The logical next-step question is, “How do we provide the space for students to share out what they are learning?” Right now, this project has been limited to the adults. We have not engaged the students in such sharing, but we need to figure out how. Baby steps. Move slow to move fast…

In Pennsylvania, our administrators are now evaluated using the Framework for Leadership consisting of four domains and various components within each domain. For evaluation purposes, each administrator selects two (2) components in each domain to focus on, creating individualized goals to work on for the year. As we wrap up the current school year and think about next year, I see three areas that will be a common focus for all administrators on the team moving into 2015-16:

  • Component 1e: celebrates accomplishments and acknowledges failures
  • Component 2e: communicates effectively and strategically
  • Component 4a: maximizes professional responsibilities through parent involvement and community engagement

While these are sufficiently broad for each administrator to develop a goal tailored to their needs and the needs of their school or department, based on our particular context, I see these as high leverage areas where goals, successfully met, will propel us toward our vision and the kinds of student, teacher and parent behaviors we value most. The #STSDLearns project is one example of how we are trying to model the importance and value of sharing and how our administrators might develop similar projects in their schools.
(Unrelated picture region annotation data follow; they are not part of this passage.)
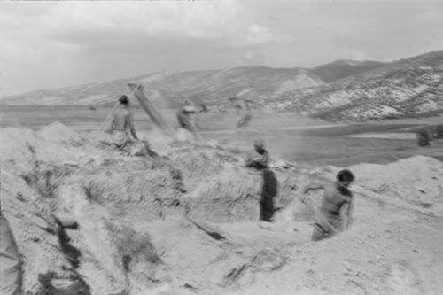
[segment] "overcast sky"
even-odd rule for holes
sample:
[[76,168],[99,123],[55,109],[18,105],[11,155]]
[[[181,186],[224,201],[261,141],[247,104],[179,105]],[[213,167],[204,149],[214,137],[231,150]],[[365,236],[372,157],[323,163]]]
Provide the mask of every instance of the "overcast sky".
[[164,70],[443,50],[441,0],[0,2],[0,96]]

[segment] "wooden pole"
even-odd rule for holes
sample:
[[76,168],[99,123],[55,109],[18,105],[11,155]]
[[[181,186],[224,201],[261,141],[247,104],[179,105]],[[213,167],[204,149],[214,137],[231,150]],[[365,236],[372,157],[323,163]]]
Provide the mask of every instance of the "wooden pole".
[[136,83],[128,83],[128,87],[132,90],[134,97],[136,97],[140,105],[142,105],[143,109],[144,110],[144,112],[146,112],[152,121],[167,134],[168,134],[169,136],[174,136],[174,130],[167,124],[167,121],[166,120],[163,114],[159,110],[157,110],[155,105],[144,95],[143,86]]

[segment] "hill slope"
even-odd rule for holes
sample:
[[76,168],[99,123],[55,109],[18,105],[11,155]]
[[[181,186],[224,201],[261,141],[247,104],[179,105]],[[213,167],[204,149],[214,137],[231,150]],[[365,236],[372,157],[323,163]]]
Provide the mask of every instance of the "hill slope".
[[243,66],[226,70],[158,72],[111,82],[42,89],[3,97],[5,105],[113,104],[127,83],[138,82],[162,106],[183,97],[229,107],[242,96],[253,108],[304,112],[328,120],[366,120],[443,113],[443,51],[391,63],[338,60],[306,68]]
[[443,113],[443,51],[392,62],[316,88],[290,90],[269,105],[275,112],[304,111],[329,120]]

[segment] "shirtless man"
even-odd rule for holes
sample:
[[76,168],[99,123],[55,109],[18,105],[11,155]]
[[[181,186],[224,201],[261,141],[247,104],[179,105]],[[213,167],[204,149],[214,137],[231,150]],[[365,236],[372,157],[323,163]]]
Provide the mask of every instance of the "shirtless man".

Several days ago I encountered an older blog post from George Couros that helped me make a connection between the #STSDLearns project and the goal focus areas mentioned above. In the post, George shared a compelling argument as to the importance of sharing online – the WHY:

I often get the argument about why students need to share online and I ask the same two questions of parents getting relatively the same two answers.

“What do you ask your child when they get home from school?”

“What did you learn today?”

“What do they say?”

“Nothing.”

Then I talk about the possibility of seeing through a blog and now changing the question to, “I saw that you wrote about _____ today. Why don’t you tell me more about it?”  This is a totally different question because of the work that we are doing, that will get a much more meaningful answer.  Parents don’t want to be just involved in schools, but engaged in the process of their child’s learning.  If you can show them how that is possible with real examples, you are more than likely to have them excited about the possibilities and more critically, feeling like a partner in the learning process and sharing their expertise on their child with us.  That is a beautiful thing.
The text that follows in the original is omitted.